Have you tried pointing out to your roommates that you were there BEFORE they got married, so they can't expect you to change your circumstances just because they changed theirs?
No? Well. Probably for the best.
Speaking of new roofs, I recieved my set of the keys to the new house today. Hurray for getting a decent night's sleep!

Oh, my advice when dealing with real estate agents: You are NOT a uni student. You ARE working full time. If you aren't female, and can't pretend to be female for some strange reason, then be very sure that some of your flatmates are female.
And then after you've been rejected for the 100th time, try going straight to the owners & bypassing the b(&*^y real estate agents altogether!

Good luck!


----------



## Renfield (Nov 30, 2003)

Look_a_Unicorn said:
			
		

> Have you tried pointing out to your roommates that you were there BEFORE they got married, so they can't expect you to change your circumstances just because they changed theirs?




Alas it doesn't help that my income isn't too significant. These past few months I've been able to scrape by one rent with cash scraped up from no longer scrapeable sources. While I now have a job I'm unable to pay rent for December and thus they are prefectly capable of giving me the boot. Not to mention I was allowed to move in with the understanding that I'd only be a temporary roommate. Regardless I'm going to try and see if they can't at least give me until the end of december. As for real estate agents, I'm simply looking for an apartment, don't need one of them for that   .


----------



## Look_a_Unicorn (Dec 1, 2003)

"Alas it doesn't help that my income isn't too significant. These past few months I've been able to scrape by one rent with cash scraped up from no longer scrapeable sources. While I now have a job I'm unable to pay rent for December"

Errr, are you living with friends or strangers? If strangers- well there's not much you can do, but friends would surely be willing to give you a few weeks to get cash together (especially if you volunteer to take up the washing-up duties as a token of appreciation!)

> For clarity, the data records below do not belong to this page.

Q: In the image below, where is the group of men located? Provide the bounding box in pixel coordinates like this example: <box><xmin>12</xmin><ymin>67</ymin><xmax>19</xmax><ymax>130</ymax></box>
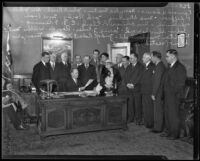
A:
<box><xmin>32</xmin><ymin>49</ymin><xmax>186</xmax><ymax>139</ymax></box>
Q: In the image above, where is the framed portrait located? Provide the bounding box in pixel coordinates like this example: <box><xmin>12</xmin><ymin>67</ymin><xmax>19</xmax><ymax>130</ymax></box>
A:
<box><xmin>107</xmin><ymin>42</ymin><xmax>130</xmax><ymax>64</ymax></box>
<box><xmin>177</xmin><ymin>33</ymin><xmax>186</xmax><ymax>48</ymax></box>
<box><xmin>42</xmin><ymin>37</ymin><xmax>73</xmax><ymax>62</ymax></box>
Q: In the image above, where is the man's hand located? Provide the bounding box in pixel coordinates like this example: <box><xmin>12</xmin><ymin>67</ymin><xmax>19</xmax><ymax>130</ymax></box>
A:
<box><xmin>79</xmin><ymin>86</ymin><xmax>86</xmax><ymax>91</ymax></box>
<box><xmin>151</xmin><ymin>95</ymin><xmax>156</xmax><ymax>101</ymax></box>
<box><xmin>126</xmin><ymin>83</ymin><xmax>134</xmax><ymax>89</ymax></box>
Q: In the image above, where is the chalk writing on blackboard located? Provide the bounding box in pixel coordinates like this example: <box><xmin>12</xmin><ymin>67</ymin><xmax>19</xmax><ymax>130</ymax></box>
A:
<box><xmin>4</xmin><ymin>3</ymin><xmax>192</xmax><ymax>45</ymax></box>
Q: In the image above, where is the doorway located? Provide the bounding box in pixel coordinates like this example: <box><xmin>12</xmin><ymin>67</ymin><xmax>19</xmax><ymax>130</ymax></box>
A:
<box><xmin>128</xmin><ymin>32</ymin><xmax>150</xmax><ymax>61</ymax></box>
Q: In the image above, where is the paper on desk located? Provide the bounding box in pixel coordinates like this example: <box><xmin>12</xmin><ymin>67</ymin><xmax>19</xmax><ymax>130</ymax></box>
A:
<box><xmin>95</xmin><ymin>84</ymin><xmax>103</xmax><ymax>94</ymax></box>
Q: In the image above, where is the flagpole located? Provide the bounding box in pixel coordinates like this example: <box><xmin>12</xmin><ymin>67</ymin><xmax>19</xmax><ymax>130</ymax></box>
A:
<box><xmin>7</xmin><ymin>24</ymin><xmax>14</xmax><ymax>84</ymax></box>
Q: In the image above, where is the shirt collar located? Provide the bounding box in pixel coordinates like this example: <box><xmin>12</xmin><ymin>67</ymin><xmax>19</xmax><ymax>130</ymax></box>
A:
<box><xmin>41</xmin><ymin>60</ymin><xmax>46</xmax><ymax>66</ymax></box>
<box><xmin>170</xmin><ymin>60</ymin><xmax>177</xmax><ymax>68</ymax></box>
<box><xmin>145</xmin><ymin>61</ymin><xmax>150</xmax><ymax>67</ymax></box>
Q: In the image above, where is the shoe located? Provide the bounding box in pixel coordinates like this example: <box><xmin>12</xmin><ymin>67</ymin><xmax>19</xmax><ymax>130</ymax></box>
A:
<box><xmin>167</xmin><ymin>136</ymin><xmax>178</xmax><ymax>140</ymax></box>
<box><xmin>150</xmin><ymin>129</ymin><xmax>160</xmax><ymax>133</ymax></box>
<box><xmin>16</xmin><ymin>124</ymin><xmax>28</xmax><ymax>130</ymax></box>
<box><xmin>160</xmin><ymin>133</ymin><xmax>169</xmax><ymax>137</ymax></box>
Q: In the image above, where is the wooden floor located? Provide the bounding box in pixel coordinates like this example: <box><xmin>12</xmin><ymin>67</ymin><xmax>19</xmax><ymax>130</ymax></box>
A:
<box><xmin>2</xmin><ymin>123</ymin><xmax>193</xmax><ymax>160</ymax></box>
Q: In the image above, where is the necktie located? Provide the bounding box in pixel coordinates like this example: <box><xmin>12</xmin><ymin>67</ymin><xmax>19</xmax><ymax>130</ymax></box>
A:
<box><xmin>52</xmin><ymin>63</ymin><xmax>55</xmax><ymax>70</ymax></box>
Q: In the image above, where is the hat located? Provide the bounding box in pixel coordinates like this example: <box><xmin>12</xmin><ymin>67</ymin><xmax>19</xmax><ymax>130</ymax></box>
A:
<box><xmin>106</xmin><ymin>59</ymin><xmax>112</xmax><ymax>63</ymax></box>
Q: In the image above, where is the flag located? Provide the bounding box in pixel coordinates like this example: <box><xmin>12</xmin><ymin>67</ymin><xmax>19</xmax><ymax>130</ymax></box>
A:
<box><xmin>4</xmin><ymin>31</ymin><xmax>13</xmax><ymax>79</ymax></box>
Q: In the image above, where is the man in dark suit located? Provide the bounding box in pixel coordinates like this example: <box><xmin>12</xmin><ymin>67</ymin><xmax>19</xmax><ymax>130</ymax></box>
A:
<box><xmin>124</xmin><ymin>53</ymin><xmax>144</xmax><ymax>125</ymax></box>
<box><xmin>48</xmin><ymin>53</ymin><xmax>59</xmax><ymax>92</ymax></box>
<box><xmin>32</xmin><ymin>52</ymin><xmax>50</xmax><ymax>93</ymax></box>
<box><xmin>90</xmin><ymin>49</ymin><xmax>104</xmax><ymax>83</ymax></box>
<box><xmin>141</xmin><ymin>53</ymin><xmax>155</xmax><ymax>128</ymax></box>
<box><xmin>73</xmin><ymin>55</ymin><xmax>83</xmax><ymax>68</ymax></box>
<box><xmin>66</xmin><ymin>68</ymin><xmax>82</xmax><ymax>92</ymax></box>
<box><xmin>151</xmin><ymin>51</ymin><xmax>166</xmax><ymax>133</ymax></box>
<box><xmin>101</xmin><ymin>59</ymin><xmax>121</xmax><ymax>92</ymax></box>
<box><xmin>113</xmin><ymin>53</ymin><xmax>123</xmax><ymax>70</ymax></box>
<box><xmin>118</xmin><ymin>56</ymin><xmax>130</xmax><ymax>95</ymax></box>
<box><xmin>164</xmin><ymin>49</ymin><xmax>186</xmax><ymax>140</ymax></box>
<box><xmin>78</xmin><ymin>55</ymin><xmax>97</xmax><ymax>90</ymax></box>
<box><xmin>58</xmin><ymin>52</ymin><xmax>71</xmax><ymax>92</ymax></box>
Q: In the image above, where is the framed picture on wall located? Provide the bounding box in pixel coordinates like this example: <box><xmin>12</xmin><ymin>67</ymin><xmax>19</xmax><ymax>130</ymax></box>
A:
<box><xmin>107</xmin><ymin>42</ymin><xmax>130</xmax><ymax>64</ymax></box>
<box><xmin>42</xmin><ymin>37</ymin><xmax>73</xmax><ymax>62</ymax></box>
<box><xmin>177</xmin><ymin>33</ymin><xmax>186</xmax><ymax>48</ymax></box>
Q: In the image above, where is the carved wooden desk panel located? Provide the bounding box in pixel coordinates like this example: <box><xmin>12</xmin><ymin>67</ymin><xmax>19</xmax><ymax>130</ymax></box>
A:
<box><xmin>38</xmin><ymin>96</ymin><xmax>127</xmax><ymax>136</ymax></box>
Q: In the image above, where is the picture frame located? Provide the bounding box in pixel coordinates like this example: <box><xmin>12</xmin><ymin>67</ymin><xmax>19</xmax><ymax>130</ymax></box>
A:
<box><xmin>107</xmin><ymin>42</ymin><xmax>130</xmax><ymax>64</ymax></box>
<box><xmin>42</xmin><ymin>37</ymin><xmax>74</xmax><ymax>63</ymax></box>
<box><xmin>177</xmin><ymin>33</ymin><xmax>186</xmax><ymax>48</ymax></box>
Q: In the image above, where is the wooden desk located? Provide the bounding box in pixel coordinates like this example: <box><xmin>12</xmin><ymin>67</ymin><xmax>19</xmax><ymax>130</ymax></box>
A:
<box><xmin>21</xmin><ymin>93</ymin><xmax>39</xmax><ymax>116</ymax></box>
<box><xmin>38</xmin><ymin>96</ymin><xmax>127</xmax><ymax>137</ymax></box>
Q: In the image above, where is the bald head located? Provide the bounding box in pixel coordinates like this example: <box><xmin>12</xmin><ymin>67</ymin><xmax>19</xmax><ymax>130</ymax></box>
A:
<box><xmin>142</xmin><ymin>52</ymin><xmax>151</xmax><ymax>64</ymax></box>
<box><xmin>116</xmin><ymin>53</ymin><xmax>123</xmax><ymax>64</ymax></box>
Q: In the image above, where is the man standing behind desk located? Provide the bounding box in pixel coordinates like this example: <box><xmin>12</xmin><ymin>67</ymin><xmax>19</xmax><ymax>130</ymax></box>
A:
<box><xmin>141</xmin><ymin>53</ymin><xmax>155</xmax><ymax>128</ymax></box>
<box><xmin>151</xmin><ymin>51</ymin><xmax>165</xmax><ymax>133</ymax></box>
<box><xmin>122</xmin><ymin>53</ymin><xmax>144</xmax><ymax>125</ymax></box>
<box><xmin>162</xmin><ymin>49</ymin><xmax>186</xmax><ymax>140</ymax></box>
<box><xmin>58</xmin><ymin>52</ymin><xmax>71</xmax><ymax>92</ymax></box>
<box><xmin>32</xmin><ymin>52</ymin><xmax>50</xmax><ymax>93</ymax></box>
<box><xmin>78</xmin><ymin>55</ymin><xmax>97</xmax><ymax>90</ymax></box>
<box><xmin>66</xmin><ymin>68</ymin><xmax>82</xmax><ymax>92</ymax></box>
<box><xmin>48</xmin><ymin>53</ymin><xmax>59</xmax><ymax>92</ymax></box>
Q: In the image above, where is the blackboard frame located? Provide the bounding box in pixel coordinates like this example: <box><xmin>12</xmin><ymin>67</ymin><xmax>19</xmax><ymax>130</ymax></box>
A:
<box><xmin>42</xmin><ymin>37</ymin><xmax>74</xmax><ymax>63</ymax></box>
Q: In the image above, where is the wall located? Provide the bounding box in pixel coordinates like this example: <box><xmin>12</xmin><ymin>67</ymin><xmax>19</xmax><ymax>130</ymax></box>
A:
<box><xmin>3</xmin><ymin>3</ymin><xmax>194</xmax><ymax>76</ymax></box>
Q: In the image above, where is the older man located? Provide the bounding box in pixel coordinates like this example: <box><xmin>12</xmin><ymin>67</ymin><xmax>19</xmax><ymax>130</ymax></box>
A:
<box><xmin>151</xmin><ymin>51</ymin><xmax>165</xmax><ymax>133</ymax></box>
<box><xmin>162</xmin><ymin>49</ymin><xmax>186</xmax><ymax>140</ymax></box>
<box><xmin>113</xmin><ymin>53</ymin><xmax>123</xmax><ymax>70</ymax></box>
<box><xmin>78</xmin><ymin>55</ymin><xmax>97</xmax><ymax>90</ymax></box>
<box><xmin>124</xmin><ymin>53</ymin><xmax>144</xmax><ymax>125</ymax></box>
<box><xmin>58</xmin><ymin>52</ymin><xmax>71</xmax><ymax>92</ymax></box>
<box><xmin>140</xmin><ymin>53</ymin><xmax>155</xmax><ymax>128</ymax></box>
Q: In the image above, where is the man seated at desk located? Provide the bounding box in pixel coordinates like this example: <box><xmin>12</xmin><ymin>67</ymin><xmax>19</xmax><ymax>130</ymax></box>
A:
<box><xmin>66</xmin><ymin>68</ymin><xmax>83</xmax><ymax>92</ymax></box>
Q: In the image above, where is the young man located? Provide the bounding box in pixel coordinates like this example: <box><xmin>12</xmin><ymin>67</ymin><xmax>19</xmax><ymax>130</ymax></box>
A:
<box><xmin>67</xmin><ymin>68</ymin><xmax>82</xmax><ymax>92</ymax></box>
<box><xmin>32</xmin><ymin>52</ymin><xmax>50</xmax><ymax>93</ymax></box>
<box><xmin>124</xmin><ymin>53</ymin><xmax>144</xmax><ymax>125</ymax></box>
<box><xmin>140</xmin><ymin>53</ymin><xmax>155</xmax><ymax>128</ymax></box>
<box><xmin>162</xmin><ymin>49</ymin><xmax>186</xmax><ymax>140</ymax></box>
<box><xmin>48</xmin><ymin>53</ymin><xmax>59</xmax><ymax>92</ymax></box>
<box><xmin>118</xmin><ymin>56</ymin><xmax>130</xmax><ymax>95</ymax></box>
<box><xmin>151</xmin><ymin>51</ymin><xmax>166</xmax><ymax>133</ymax></box>
<box><xmin>73</xmin><ymin>55</ymin><xmax>83</xmax><ymax>68</ymax></box>
<box><xmin>58</xmin><ymin>52</ymin><xmax>71</xmax><ymax>92</ymax></box>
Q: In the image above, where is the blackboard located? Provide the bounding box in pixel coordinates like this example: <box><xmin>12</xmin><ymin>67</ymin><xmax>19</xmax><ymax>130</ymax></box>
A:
<box><xmin>3</xmin><ymin>3</ymin><xmax>194</xmax><ymax>73</ymax></box>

"Not to mention I was allowed to move in with the understanding that I'd only be a temporary roommate." 
Oh well, there's plenty of fish in the sea. However very few of them are big enough to use as flats, they're usually water-logged & unkind on update-writing computer equipment 

"Regardless I'm going to try and see if they can't at least give me until the end of december. As for real estate agents, I'm simply looking for an apartment, don't need one of them for that  ."
Oh. It must be different in Australia- must people with places for rent get real estate agents to handle everything for them. There are privately rented properties, but they tend to be the exception, not the rule.


----------



## Renfield (Dec 21, 2003)

"Let me get this straight." Alias said an incredulous tone growing in his voice "We have to find this Scribe of Death who is apparently a door to the information we need, and we need to find a way to take him to this brother of Titania and friend and equal to Oberon guy who has the key to opening said door?" he paused and narrowed his eyes at Fib "Then there's a third crucial thing to do that you don't know about?" 

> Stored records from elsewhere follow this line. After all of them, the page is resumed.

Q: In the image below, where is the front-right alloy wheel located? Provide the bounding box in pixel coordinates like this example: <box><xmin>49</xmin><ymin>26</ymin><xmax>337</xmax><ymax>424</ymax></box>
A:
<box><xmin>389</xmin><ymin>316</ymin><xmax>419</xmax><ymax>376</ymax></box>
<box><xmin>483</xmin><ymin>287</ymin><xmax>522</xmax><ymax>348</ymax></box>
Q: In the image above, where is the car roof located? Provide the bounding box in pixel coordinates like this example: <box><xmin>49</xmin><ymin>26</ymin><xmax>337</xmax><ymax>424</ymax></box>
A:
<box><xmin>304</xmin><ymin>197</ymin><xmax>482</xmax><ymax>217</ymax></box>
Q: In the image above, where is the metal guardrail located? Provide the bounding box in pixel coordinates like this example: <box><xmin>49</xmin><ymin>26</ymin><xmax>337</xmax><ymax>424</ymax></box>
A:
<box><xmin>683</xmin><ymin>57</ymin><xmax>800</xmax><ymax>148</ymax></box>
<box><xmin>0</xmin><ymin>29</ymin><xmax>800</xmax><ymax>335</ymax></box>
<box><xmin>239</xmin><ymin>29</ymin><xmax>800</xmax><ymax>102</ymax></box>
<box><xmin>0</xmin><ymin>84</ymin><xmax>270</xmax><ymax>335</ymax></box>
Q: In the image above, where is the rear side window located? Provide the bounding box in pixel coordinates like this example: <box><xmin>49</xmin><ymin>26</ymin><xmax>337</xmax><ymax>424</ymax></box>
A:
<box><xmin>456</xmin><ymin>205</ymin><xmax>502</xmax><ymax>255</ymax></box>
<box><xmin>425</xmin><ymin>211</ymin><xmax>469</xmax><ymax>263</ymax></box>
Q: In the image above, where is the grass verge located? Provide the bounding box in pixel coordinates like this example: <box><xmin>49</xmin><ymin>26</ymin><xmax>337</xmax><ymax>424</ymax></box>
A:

Fib furrowed his brow in thought before grinning and nodding "Aye, that's about it!" he said and ran his fingers through his hair with a laugh. "I only told the other three about the scribe of death, they'll have a merry time trying to track him down, aftterall they were very rude." he paused "Oh, Jergan at the Weeping Wench Tavern should be able to help with information, he owes me hi... a favor after all." Fib said the break in his words very quickly covered up though it obviously didn't go unnoticed. A book floated far too close for the mans liking and he growled at it before it sped in the opposite direction to slam into the wall just above the door to the odd shack.

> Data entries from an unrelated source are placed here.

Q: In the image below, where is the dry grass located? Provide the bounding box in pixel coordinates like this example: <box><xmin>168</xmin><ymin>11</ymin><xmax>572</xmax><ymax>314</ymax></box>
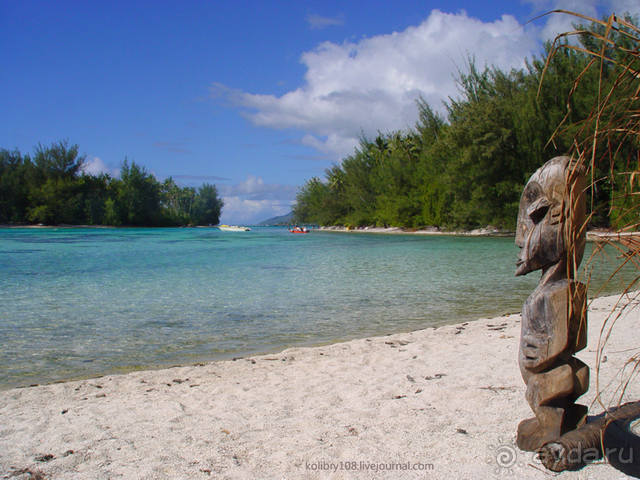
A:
<box><xmin>542</xmin><ymin>10</ymin><xmax>640</xmax><ymax>409</ymax></box>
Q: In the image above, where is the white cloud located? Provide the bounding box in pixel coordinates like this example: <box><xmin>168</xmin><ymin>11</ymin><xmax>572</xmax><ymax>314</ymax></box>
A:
<box><xmin>222</xmin><ymin>10</ymin><xmax>536</xmax><ymax>159</ymax></box>
<box><xmin>80</xmin><ymin>157</ymin><xmax>120</xmax><ymax>177</ymax></box>
<box><xmin>217</xmin><ymin>175</ymin><xmax>297</xmax><ymax>225</ymax></box>
<box><xmin>219</xmin><ymin>6</ymin><xmax>640</xmax><ymax>160</ymax></box>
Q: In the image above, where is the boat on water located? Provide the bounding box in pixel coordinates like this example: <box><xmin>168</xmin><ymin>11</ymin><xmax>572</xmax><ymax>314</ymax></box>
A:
<box><xmin>218</xmin><ymin>225</ymin><xmax>251</xmax><ymax>232</ymax></box>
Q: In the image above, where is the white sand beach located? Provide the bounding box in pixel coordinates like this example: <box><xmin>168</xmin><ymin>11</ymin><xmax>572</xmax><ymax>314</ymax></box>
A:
<box><xmin>0</xmin><ymin>295</ymin><xmax>640</xmax><ymax>479</ymax></box>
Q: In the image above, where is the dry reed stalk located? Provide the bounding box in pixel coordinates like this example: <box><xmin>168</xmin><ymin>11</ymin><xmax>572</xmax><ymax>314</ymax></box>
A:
<box><xmin>540</xmin><ymin>10</ymin><xmax>640</xmax><ymax>436</ymax></box>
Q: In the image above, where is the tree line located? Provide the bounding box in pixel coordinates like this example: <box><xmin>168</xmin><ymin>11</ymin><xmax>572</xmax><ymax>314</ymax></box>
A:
<box><xmin>294</xmin><ymin>17</ymin><xmax>640</xmax><ymax>229</ymax></box>
<box><xmin>0</xmin><ymin>141</ymin><xmax>223</xmax><ymax>226</ymax></box>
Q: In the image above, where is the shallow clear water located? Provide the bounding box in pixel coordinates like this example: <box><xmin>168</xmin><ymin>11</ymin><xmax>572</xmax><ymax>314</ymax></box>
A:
<box><xmin>0</xmin><ymin>228</ymin><xmax>632</xmax><ymax>388</ymax></box>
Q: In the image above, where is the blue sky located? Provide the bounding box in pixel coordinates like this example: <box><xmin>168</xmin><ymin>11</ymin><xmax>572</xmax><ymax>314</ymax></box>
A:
<box><xmin>0</xmin><ymin>0</ymin><xmax>640</xmax><ymax>223</ymax></box>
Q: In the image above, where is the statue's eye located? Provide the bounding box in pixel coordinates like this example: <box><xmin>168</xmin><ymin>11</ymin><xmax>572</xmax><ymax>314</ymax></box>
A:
<box><xmin>527</xmin><ymin>197</ymin><xmax>551</xmax><ymax>223</ymax></box>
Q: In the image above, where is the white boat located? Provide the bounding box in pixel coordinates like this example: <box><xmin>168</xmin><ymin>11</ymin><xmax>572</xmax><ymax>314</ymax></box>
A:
<box><xmin>218</xmin><ymin>225</ymin><xmax>251</xmax><ymax>232</ymax></box>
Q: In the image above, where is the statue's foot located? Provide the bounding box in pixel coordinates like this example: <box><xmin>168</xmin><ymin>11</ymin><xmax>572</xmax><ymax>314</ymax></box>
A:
<box><xmin>516</xmin><ymin>418</ymin><xmax>558</xmax><ymax>452</ymax></box>
<box><xmin>562</xmin><ymin>403</ymin><xmax>588</xmax><ymax>433</ymax></box>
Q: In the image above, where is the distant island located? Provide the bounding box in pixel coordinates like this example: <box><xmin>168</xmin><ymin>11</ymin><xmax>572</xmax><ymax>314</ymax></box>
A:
<box><xmin>293</xmin><ymin>16</ymin><xmax>638</xmax><ymax>231</ymax></box>
<box><xmin>0</xmin><ymin>140</ymin><xmax>224</xmax><ymax>227</ymax></box>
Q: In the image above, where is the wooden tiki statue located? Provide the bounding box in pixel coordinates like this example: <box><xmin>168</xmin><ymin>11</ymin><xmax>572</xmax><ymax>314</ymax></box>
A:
<box><xmin>516</xmin><ymin>157</ymin><xmax>589</xmax><ymax>451</ymax></box>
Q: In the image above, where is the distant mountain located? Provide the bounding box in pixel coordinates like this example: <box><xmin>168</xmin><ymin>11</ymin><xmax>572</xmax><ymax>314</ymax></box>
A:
<box><xmin>258</xmin><ymin>212</ymin><xmax>293</xmax><ymax>227</ymax></box>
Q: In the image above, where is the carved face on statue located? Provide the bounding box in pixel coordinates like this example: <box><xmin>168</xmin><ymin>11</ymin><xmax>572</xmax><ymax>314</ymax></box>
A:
<box><xmin>516</xmin><ymin>157</ymin><xmax>584</xmax><ymax>275</ymax></box>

Alias looked from Fib to his companions and scowled muttering a stream of rather unfavorable phrases though the only truly discernable word was "prophets." 

Joran stepped forward and nodded to Fib after dodging a floating red sphere that was moving faster than normal "Thank you Fib, you've been most helpful," Joran rolled his eyes as Alias spat a barely preceptable and particularly rude comment at those words "is there anything more you can tell us?" 

Fib thought a moment, there was plenty more he knew, just not much he *could* tell, otherwise things could get rather messy and Fib along with others far greater than Fib hated such messes. Those who would die in those messes would likely hate them too should they know of said messes. But they didn't and he couldn't give any more information away regardless so he smiled and shook his head. "Nope, but Jergan can help you get off on the left foot." Joran nodded and the odd group departed from the shack. Fib looked off after them and frowned "Poor bastards." he said after the door had shut.

******

The Weeping Wench, a sailors bar if there ever was one, good and ill natured laughter filled the air as numerous songs were sung by drunk sailors and entertainers alike, a very lively place indeed. Cat calls were made to the serving wenches who were a far cry from weeping though very close to shattering a mug over the head that belonged to the next overly adventurous hand... provided the lass wasn't actually enjoying the attention. There was a tale to go with the name of course, though the current crowd cared not, it was simply another extremely lively tavern to go to that day.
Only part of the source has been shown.